When Ed was asked what he thought would be a fitting punishment for his crimes, he replied, ‘Death by Torture’. Edmund Emil Kemper was definitely a misfit from the moment he was born.
The Team From Hell
Henry Lucas was to meet his lover and friend Ottis Toole in a soup kitchen in Florida and they were soon to become the ‘Team from Hell’
Henry Lee Lucas and Ottis Toole were indeed the team from hell. No one can be sure how many people they actually killed – it has been said as many as 600 – but whatever the number they certainly left a wake of destruction wherever they went. Toole openly admitted to being a cannibal whereas Lucas abstained because he said ‘he didn’t like the taste’.

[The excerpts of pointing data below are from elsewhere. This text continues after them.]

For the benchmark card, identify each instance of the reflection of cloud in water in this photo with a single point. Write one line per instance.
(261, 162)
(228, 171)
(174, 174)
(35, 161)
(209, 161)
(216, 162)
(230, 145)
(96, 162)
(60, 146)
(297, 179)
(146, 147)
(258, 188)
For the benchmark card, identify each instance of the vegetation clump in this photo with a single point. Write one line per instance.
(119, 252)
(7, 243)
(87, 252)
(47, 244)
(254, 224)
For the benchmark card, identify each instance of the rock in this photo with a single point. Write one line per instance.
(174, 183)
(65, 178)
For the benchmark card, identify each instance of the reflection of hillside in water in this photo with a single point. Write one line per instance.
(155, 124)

Henry Lee Lucas was the epitome of a child who would grow up to be a killer. Born on August 23, 1936 in the back woods of Virginia, he lived with his family in a two-room lo
g cabin with dirt floors. He had eight brothers and sisters who were all either placed in institutions, looked after by relatives or put into foster care, but for some reason Henry stayed at home with his parents. His mother, Viola appears to have hated Henry right from the start and would seize every moment to make his life a living hell. He was constantly subjected to abuse and was thoroughly mistreated. He was undernourished, uneducated and forced to watch his mother, Viola, carrying out the tricks of her trade as a prostitute. His father was an alcoholic and was known by the name of ‘No Legs’ due to an unfortunate incident involving a train earlier in his life. His father eventually committed suicide to escape the repeated humiliation he received at the hands of his wife.

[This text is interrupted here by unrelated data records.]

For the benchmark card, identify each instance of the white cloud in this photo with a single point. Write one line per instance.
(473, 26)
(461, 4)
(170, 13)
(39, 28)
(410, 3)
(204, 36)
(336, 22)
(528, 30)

Once, when little Henry was playing with one of his brothers with a knife he accidentally sliced his own eye. His uncaring mother, probably preoccupied in another direction, declined from taking the poor lad to a doctor and his eye simply withered away and eventually had to be removed and replaced with prosthetic glass. He was beaten so badly by his mother on one occasion that it left him in a semi-conscious state for three days. Viola’s boyfriend at the time, ‘Uncle Bernie’, eventually showed some compassion for the lad and took him to the local hospital where he received treatment. Finally, as if all this was not enough for a young boy, his mother often sent him to school barefoot, wearing a dress and with curlers in his hair. Obviously he became the subject of ridicule and dropped out by fifth grade, which left him semi-literate for the remainder of his life. Henry was lonely and when he turned to animals to receive the affection he craved, his mother would simply kill the animal and consequently Henry grew up thinking that life – just like sex – was cheap.